10 September 2025
10:07 WIB
PBHI Minta MA Reformasi Internal
Pemilihan Wakil Ketua MA Nonyudisial jadi pintu reformasi internal dengan memilih sosok yang tepat.
Penulis: Aldiansyah Nurrahman
Editor: Leo Wisnu Susapto
Foto lansekap gedung Mahkamah Agung di Jakarta. Shutterstock/Salvacampillo.
JAKARTA - Perhimpunan Bantuan Hukum dan Hak Asasi Manusia Indonesia (PBHI) berharap, pemilihan Wakil Ketua Mahkamah Agung (MA) Nonyudisial, sebagai langkah lembaga tertinggi bidang hukum itu melakukan reformasi. Pemilihan pejabat ini dilakukan pada hari ini, Rabu (10/9) dan nanti akan mengurusi anggaran, pembinaan, operasional, penelitian dan pengembangan hingga pengawasan.
“Jabatan ini adalah jabatan yang sepatutnya diisi orang–orang tak bermasalah. Tidak dijabat hakim agung yang kerap dipanggil KPK, atau hakim agung yang memangkas vonis korupsi atau bahkan membebaskan terdakwa korupsi,” demikian keterangan tertulis Ketua PBHI Julius Ibrani, Selasa (9/9).
Dia melanjutkan, reformasi MA tidak bisa luput dari reformasi dan tuntutan rakyat ‘17+8. Sebagai gerbang pemutus bagi para pencari keadilan serta sebagai pintu terakhir segala bentuk perselisihan dan proses hukum, MA tidak bisa dan tidak boleh menjadi sarang berkembang biaknya praktik korupsi, kolusi, dan nepotisme.

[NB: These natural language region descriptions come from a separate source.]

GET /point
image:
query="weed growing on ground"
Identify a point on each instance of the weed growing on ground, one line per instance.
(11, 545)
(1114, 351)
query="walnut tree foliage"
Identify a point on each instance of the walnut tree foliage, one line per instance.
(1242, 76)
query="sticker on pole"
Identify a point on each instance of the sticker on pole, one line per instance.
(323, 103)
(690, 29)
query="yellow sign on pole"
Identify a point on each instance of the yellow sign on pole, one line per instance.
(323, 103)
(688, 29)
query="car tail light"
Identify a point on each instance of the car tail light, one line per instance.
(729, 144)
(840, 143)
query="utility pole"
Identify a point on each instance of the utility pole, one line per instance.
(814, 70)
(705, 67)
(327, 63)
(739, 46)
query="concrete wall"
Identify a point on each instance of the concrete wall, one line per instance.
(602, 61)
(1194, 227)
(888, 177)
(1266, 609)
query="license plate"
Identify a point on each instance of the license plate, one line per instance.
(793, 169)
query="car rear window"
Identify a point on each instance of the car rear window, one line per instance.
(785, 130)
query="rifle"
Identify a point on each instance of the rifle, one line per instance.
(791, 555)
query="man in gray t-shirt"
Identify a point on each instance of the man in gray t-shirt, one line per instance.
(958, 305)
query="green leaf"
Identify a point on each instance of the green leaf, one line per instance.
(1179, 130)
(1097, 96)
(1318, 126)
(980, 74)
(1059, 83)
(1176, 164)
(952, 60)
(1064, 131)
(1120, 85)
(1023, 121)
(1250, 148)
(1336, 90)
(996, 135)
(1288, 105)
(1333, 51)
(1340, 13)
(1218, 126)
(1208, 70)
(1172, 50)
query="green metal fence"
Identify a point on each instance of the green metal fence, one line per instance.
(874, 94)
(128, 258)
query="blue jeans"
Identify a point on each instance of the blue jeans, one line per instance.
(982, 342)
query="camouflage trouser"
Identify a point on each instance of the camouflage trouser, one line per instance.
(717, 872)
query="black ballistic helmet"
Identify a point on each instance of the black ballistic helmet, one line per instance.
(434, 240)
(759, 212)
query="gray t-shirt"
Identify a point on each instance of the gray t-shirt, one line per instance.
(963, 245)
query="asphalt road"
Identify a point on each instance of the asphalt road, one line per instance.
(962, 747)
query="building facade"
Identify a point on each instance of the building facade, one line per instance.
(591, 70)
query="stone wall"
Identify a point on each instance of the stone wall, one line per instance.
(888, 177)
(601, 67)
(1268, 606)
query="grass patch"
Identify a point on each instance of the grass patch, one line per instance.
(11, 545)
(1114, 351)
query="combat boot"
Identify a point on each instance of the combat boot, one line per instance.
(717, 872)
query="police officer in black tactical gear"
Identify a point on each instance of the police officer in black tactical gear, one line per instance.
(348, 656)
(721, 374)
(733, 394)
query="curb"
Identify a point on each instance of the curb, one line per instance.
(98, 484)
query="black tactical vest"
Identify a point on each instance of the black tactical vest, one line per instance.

Langkah terbaik pertama dalam reformasi di MA yang dilupakan publik, yakni dengan mencari kandidat Wakil Ketua MA Non-Yudisial dengan rekam jejak yang baik, bersih dan akuntabel.
Baca juga: Ketua MA Tak Tolerir Hakim Transaksional
“Bukan hakim agung yang pernah diperiksa dan dipanggil KPK seperti Ketua Kamar Pidana MA saat ini Bapak Prim Haryadi atau hakim agung yang melakukan korting putusan pidana korupsi atau memutus bebas dengan menolak kasasi KPK yang dilakukan oleh Ketua Majelis Kasasi, Dwiarso Budi Santiarto Santiardi,” lanjut Julius.
Terbaru, lanjut Julius, beberapa media melaporkan adanya patgulipat kasus korupsi melibatkan Gulaku Sugar Company yang mana melibatkan eks pejabat MA, Zarof Ricar sebagai makelar kasus dengan anggaran puluhan miliar rupiah untuk mengurus perkara di MA dengan melibatkan banyak pejabat teras di MA, termasuk pucuk pimpinan saat ini.
Julius mengungkapkan, MA telah digeragoti dari dalam dan menciptakan hilangnya kepercayaan publik kepada MA. Kasus suap kerap terjadi setiap tahunnya dengan angka-angka fantastis.
Seperti kasus suap Zarof Ricar yang mengumpulkan uang tunai setriliun rupiah serta berkilogram emas yang diakui sebagai uang suap perkara. Sampai tertangkapnya hakim-hakim utama di Pengadilan Negeri (PN) Jakarta Pusat, Jakarta Selatan, dan Surabaya dengan angka mencapai ratusan miliar rupiah.
“Kesemuanya terjadi dalam tempo kurang dari 10 bulan saja dan dibawah kepemimpinan Ketua MA saat ini, Sunarto,” papar Julius.
“Setidaknya-tidaknya, MA harus tetap mencari sosok pimpinan yang berintegritas, berani dan bebas dari kasus korupsi di masa lampau. Jadi mengerikan apabila lembaga yudikatif sekelas MA dan seagung MA masih terus saja mencetak judul-judul koran nasional bukan dengan prestasi. tapi dengan kasus demi kasus suap dan korupsi di Republik ini,” tegas dia.